Comment capturer l’insaisissable ? La couverture de l’ouvrage, inspirée de la série « Vibrations cosmiques », répond par une explosion de textures et de pigments qui semblent pulsés par le cœur même de l’univers. « Je n’ai pas choisi l’abstraction, c’est elle qui m’a choisi », confie l’artiste, dont les toiles transcendent le visible pour atteindre à une spiritualité quasi liturgique.
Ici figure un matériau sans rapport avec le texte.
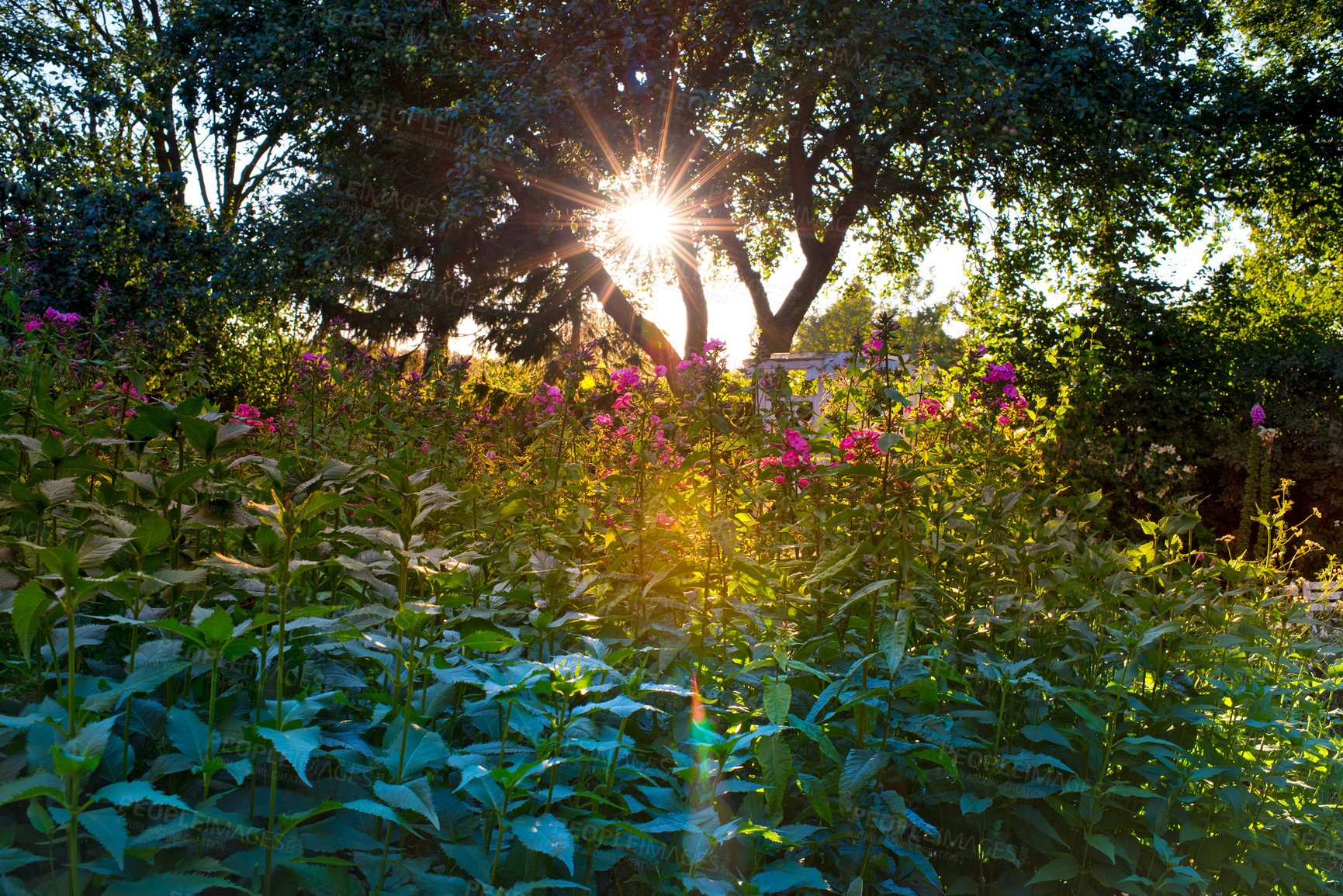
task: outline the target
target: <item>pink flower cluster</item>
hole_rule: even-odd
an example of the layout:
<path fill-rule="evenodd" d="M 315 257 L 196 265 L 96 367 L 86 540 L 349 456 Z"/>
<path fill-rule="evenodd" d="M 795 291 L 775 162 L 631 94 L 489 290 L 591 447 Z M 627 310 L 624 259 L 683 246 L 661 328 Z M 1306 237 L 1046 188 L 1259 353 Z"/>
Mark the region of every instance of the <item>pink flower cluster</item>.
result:
<path fill-rule="evenodd" d="M 860 451 L 881 454 L 881 446 L 877 445 L 878 438 L 881 438 L 881 433 L 876 430 L 854 430 L 839 439 L 839 447 L 843 449 L 843 459 L 853 463 L 858 458 Z"/>
<path fill-rule="evenodd" d="M 639 377 L 639 368 L 637 367 L 622 367 L 618 371 L 612 371 L 611 382 L 619 392 L 629 392 L 631 388 L 638 388 L 643 384 L 643 380 Z"/>
<path fill-rule="evenodd" d="M 678 371 L 688 371 L 690 368 L 702 369 L 705 367 L 709 367 L 710 364 L 717 361 L 717 359 L 712 356 L 717 355 L 727 347 L 728 344 L 724 343 L 721 339 L 710 339 L 708 343 L 704 344 L 704 355 L 709 355 L 710 357 L 704 357 L 698 352 L 690 352 L 690 357 L 677 364 L 676 368 Z"/>
<path fill-rule="evenodd" d="M 988 372 L 980 376 L 979 382 L 990 386 L 998 383 L 1002 384 L 1003 398 L 1001 402 L 994 404 L 995 408 L 1001 411 L 1009 411 L 1010 408 L 1021 411 L 1026 408 L 1026 396 L 1017 390 L 1017 369 L 1011 365 L 1011 363 L 990 364 Z M 1007 426 L 1011 423 L 1011 416 L 1005 412 L 998 418 L 998 422 Z"/>
<path fill-rule="evenodd" d="M 294 368 L 299 371 L 325 371 L 330 368 L 330 363 L 321 355 L 304 352 L 302 357 L 294 363 Z"/>
<path fill-rule="evenodd" d="M 919 402 L 919 407 L 912 408 L 916 420 L 927 420 L 941 414 L 941 402 L 935 398 L 925 398 Z"/>
<path fill-rule="evenodd" d="M 564 392 L 560 391 L 559 386 L 549 383 L 537 386 L 536 395 L 532 396 L 532 404 L 539 406 L 541 414 L 555 414 L 555 408 L 560 406 L 561 400 L 564 400 Z"/>
<path fill-rule="evenodd" d="M 798 430 L 784 430 L 783 441 L 787 443 L 787 447 L 779 453 L 779 457 L 760 458 L 761 474 L 772 466 L 784 466 L 790 470 L 810 470 L 815 467 L 815 461 L 811 459 L 811 445 L 807 443 L 802 433 Z M 774 477 L 774 481 L 783 485 L 787 477 L 778 474 Z M 811 485 L 811 481 L 802 477 L 798 480 L 798 485 L 807 488 Z"/>
<path fill-rule="evenodd" d="M 54 308 L 48 308 L 42 313 L 42 317 L 35 317 L 30 321 L 23 322 L 23 332 L 31 333 L 35 329 L 42 329 L 46 324 L 51 324 L 56 329 L 64 329 L 67 326 L 74 326 L 82 318 L 75 312 L 62 313 Z"/>
<path fill-rule="evenodd" d="M 274 416 L 267 416 L 267 418 L 262 419 L 261 411 L 258 411 L 251 404 L 239 403 L 238 407 L 234 408 L 234 419 L 235 420 L 242 420 L 247 426 L 255 426 L 258 429 L 265 429 L 267 433 L 275 433 L 275 431 L 278 431 L 275 429 L 275 418 Z"/>

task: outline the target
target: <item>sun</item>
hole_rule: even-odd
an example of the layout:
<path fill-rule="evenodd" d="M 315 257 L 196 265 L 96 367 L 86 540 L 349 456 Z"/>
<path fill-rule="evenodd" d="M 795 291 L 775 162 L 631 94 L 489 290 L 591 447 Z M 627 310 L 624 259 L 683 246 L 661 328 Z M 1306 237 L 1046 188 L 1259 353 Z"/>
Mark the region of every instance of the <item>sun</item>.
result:
<path fill-rule="evenodd" d="M 672 210 L 653 197 L 634 199 L 616 210 L 618 228 L 629 239 L 630 250 L 653 255 L 672 240 Z"/>

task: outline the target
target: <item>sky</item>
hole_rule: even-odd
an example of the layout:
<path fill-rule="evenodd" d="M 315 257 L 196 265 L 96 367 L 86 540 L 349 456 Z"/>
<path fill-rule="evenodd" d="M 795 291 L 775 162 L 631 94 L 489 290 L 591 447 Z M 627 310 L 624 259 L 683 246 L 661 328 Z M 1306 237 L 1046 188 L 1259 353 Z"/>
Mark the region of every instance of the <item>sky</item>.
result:
<path fill-rule="evenodd" d="M 1233 228 L 1223 240 L 1222 247 L 1207 262 L 1205 262 L 1203 255 L 1209 247 L 1210 238 L 1185 244 L 1160 259 L 1156 266 L 1156 274 L 1163 281 L 1175 286 L 1186 283 L 1198 285 L 1211 267 L 1242 251 L 1248 244 L 1246 238 L 1248 231 Z M 850 244 L 849 249 L 854 250 L 855 244 Z M 846 253 L 846 255 L 850 269 L 857 270 L 857 255 L 853 251 Z M 966 249 L 952 243 L 937 243 L 928 251 L 920 265 L 919 273 L 920 277 L 933 285 L 931 301 L 941 301 L 952 292 L 963 293 L 966 290 L 968 279 L 966 275 Z M 794 246 L 794 250 L 784 258 L 778 270 L 766 281 L 766 290 L 774 308 L 778 308 L 783 301 L 788 287 L 800 271 L 802 253 Z M 732 271 L 723 271 L 713 279 L 710 279 L 709 274 L 705 274 L 704 287 L 709 304 L 709 336 L 724 340 L 728 344 L 729 360 L 733 364 L 740 364 L 751 355 L 751 336 L 755 330 L 755 312 L 745 287 L 736 279 Z M 673 345 L 680 348 L 685 341 L 685 308 L 681 304 L 681 294 L 676 286 L 655 287 L 651 296 L 641 298 L 645 301 L 647 317 L 662 328 Z M 827 292 L 822 292 L 811 306 L 811 313 L 823 310 L 835 298 L 838 298 L 838 289 L 829 290 L 829 294 Z M 952 336 L 959 336 L 964 332 L 964 325 L 954 326 L 959 326 L 960 329 L 948 328 Z"/>

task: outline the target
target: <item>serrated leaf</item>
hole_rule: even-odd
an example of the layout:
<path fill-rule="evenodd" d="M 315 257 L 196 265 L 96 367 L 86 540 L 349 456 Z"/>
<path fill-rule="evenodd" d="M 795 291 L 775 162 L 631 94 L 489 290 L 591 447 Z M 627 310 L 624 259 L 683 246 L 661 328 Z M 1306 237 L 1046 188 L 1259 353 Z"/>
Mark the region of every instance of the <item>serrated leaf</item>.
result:
<path fill-rule="evenodd" d="M 210 755 L 210 729 L 196 713 L 181 707 L 168 711 L 168 740 L 192 763 L 204 764 Z M 219 732 L 215 732 L 215 747 L 219 746 Z"/>
<path fill-rule="evenodd" d="M 211 887 L 223 887 L 242 893 L 247 892 L 244 888 L 223 877 L 163 872 L 141 877 L 140 880 L 114 881 L 103 891 L 103 896 L 195 896 Z"/>
<path fill-rule="evenodd" d="M 1052 880 L 1072 880 L 1080 870 L 1081 868 L 1077 865 L 1076 858 L 1072 856 L 1060 856 L 1037 870 L 1035 875 L 1026 881 L 1026 885 L 1033 887 Z"/>
<path fill-rule="evenodd" d="M 764 715 L 771 725 L 788 721 L 788 707 L 792 705 L 792 688 L 782 678 L 767 678 L 764 682 Z"/>
<path fill-rule="evenodd" d="M 886 669 L 896 674 L 900 661 L 905 656 L 905 645 L 909 642 L 909 611 L 901 610 L 894 619 L 888 619 L 881 626 L 881 652 L 886 656 Z"/>
<path fill-rule="evenodd" d="M 573 873 L 573 836 L 555 815 L 514 818 L 513 833 L 532 852 L 559 858 Z"/>
<path fill-rule="evenodd" d="M 881 750 L 850 750 L 839 772 L 839 803 L 851 811 L 853 799 L 869 780 L 886 767 L 890 754 Z"/>
<path fill-rule="evenodd" d="M 39 772 L 27 778 L 16 778 L 0 785 L 0 806 L 12 803 L 16 799 L 32 799 L 34 797 L 64 795 L 64 779 L 51 772 Z"/>
<path fill-rule="evenodd" d="M 434 809 L 434 795 L 430 793 L 428 779 L 416 778 L 404 785 L 392 785 L 385 780 L 373 782 L 373 795 L 388 806 L 408 809 L 428 818 L 435 829 L 439 827 L 438 811 Z"/>
<path fill-rule="evenodd" d="M 459 650 L 479 650 L 481 653 L 498 653 L 500 650 L 508 650 L 509 647 L 516 647 L 522 643 L 517 638 L 510 638 L 502 631 L 490 631 L 488 629 L 481 629 L 478 631 L 471 631 L 457 642 Z"/>
<path fill-rule="evenodd" d="M 294 728 L 293 731 L 277 731 L 275 728 L 257 728 L 257 735 L 279 752 L 281 756 L 293 766 L 298 779 L 312 787 L 308 780 L 308 759 L 317 751 L 322 739 L 322 729 L 313 725 L 309 728 Z"/>
<path fill-rule="evenodd" d="M 94 794 L 94 799 L 106 799 L 113 806 L 130 806 L 148 802 L 158 806 L 175 806 L 187 810 L 180 797 L 165 794 L 146 780 L 118 780 Z"/>
<path fill-rule="evenodd" d="M 27 660 L 32 653 L 32 639 L 42 626 L 42 618 L 51 606 L 51 595 L 38 582 L 30 582 L 13 594 L 13 607 L 9 615 L 13 631 L 19 637 L 19 649 Z"/>
<path fill-rule="evenodd" d="M 42 861 L 42 856 L 34 856 L 16 846 L 0 846 L 0 875 L 8 875 L 35 861 Z"/>
<path fill-rule="evenodd" d="M 402 756 L 403 724 L 404 721 L 398 720 L 387 729 L 384 743 L 388 744 L 388 750 L 383 760 L 384 767 L 392 774 L 399 772 L 402 778 L 416 776 L 424 768 L 442 768 L 449 756 L 443 739 L 438 732 L 415 724 L 406 732 L 406 760 L 398 768 Z"/>
<path fill-rule="evenodd" d="M 761 893 L 784 893 L 790 889 L 830 889 L 821 872 L 800 862 L 772 862 L 751 879 Z"/>
<path fill-rule="evenodd" d="M 653 712 L 665 715 L 665 712 L 662 709 L 658 709 L 657 707 L 650 707 L 646 703 L 639 703 L 638 700 L 630 700 L 624 695 L 620 695 L 619 697 L 611 697 L 610 700 L 603 700 L 602 703 L 584 704 L 583 707 L 579 707 L 573 712 L 573 715 L 575 716 L 586 716 L 586 715 L 588 715 L 591 712 L 596 712 L 598 709 L 604 709 L 607 712 L 614 712 L 615 715 L 620 716 L 622 719 L 627 719 L 627 717 L 633 716 L 639 709 L 651 709 Z"/>
<path fill-rule="evenodd" d="M 121 813 L 115 809 L 91 809 L 79 813 L 79 826 L 107 850 L 117 868 L 126 868 L 126 819 Z"/>
<path fill-rule="evenodd" d="M 1105 834 L 1086 834 L 1086 842 L 1091 844 L 1096 849 L 1096 852 L 1099 852 L 1101 856 L 1104 856 L 1112 862 L 1115 861 L 1113 840 L 1111 840 Z"/>

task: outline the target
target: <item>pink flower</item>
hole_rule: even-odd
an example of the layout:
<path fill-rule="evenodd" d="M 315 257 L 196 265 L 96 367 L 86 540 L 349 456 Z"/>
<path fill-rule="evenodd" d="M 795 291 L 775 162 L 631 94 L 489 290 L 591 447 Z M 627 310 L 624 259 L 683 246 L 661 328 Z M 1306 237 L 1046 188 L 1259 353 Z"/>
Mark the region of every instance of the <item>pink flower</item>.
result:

Ses œuvres – entre griffures de terre ocre et nuées d’azur – ne se regardent pas : elles s’éprouvent, comme un chant méditatif porté par le souffle des ancêtres.
Simon Njami, critique d’art renommé, souligne dans sa contribution la radicalité de cette démarche : « Akulez ne produit pas de l’art africain, mais de l’art tout court, libéré des carcans exotisants. » Une pensée que partage Martin Fortuné Mukendji, évoquant le jeune étudiant de Lubumbashi devenu directeur de l’Académie, « alchimiste transformant les philosophies bantoues en or pictural ». Les références à la China Art Academy de Hangzhou révèlent quant à elles un syncrétisme rare : des pinceaux asiatiques dansant sur des rythmes congolais, créant une grammaire artistique sans frontières.
Quelle place pour cet héritage dans la formation des jeunes artistes ? L’Académie des Beaux-Arts de Kinshasa, sous l’impulsion de son directeur, en a fait un manifeste pédagogique. « Abstraire » devient ainsi un vade-mecum pour étudiants, mêlant techniques de méditation et rigueur académique. « L’art abstrait congolais n’est pas une fuite du réel, mais une plongée dans ses racines les plus profondes », peut-on lire dans un chapitre où les gisements miniers du Katanga se transmuent en constellations de points et de lignes.
Avec ses 224 pages truffées d’archives inédites et de reproductions d’œuvres, l’ouvrage pose une question cruciale : et si l’avenir de l’art congolais se jouait dans ce dialogue entre transcendance et engagement social ? Les « Vibrations cosmiques » d’Akulez, tout en interrogeant notre rapport au sacré, esquissent une réponse en forme de révolution silencieuse – celle d’un art qui, pour être universel, n’en demeure pas moins viscéralement ancré dans le terreau culturel de la RDC.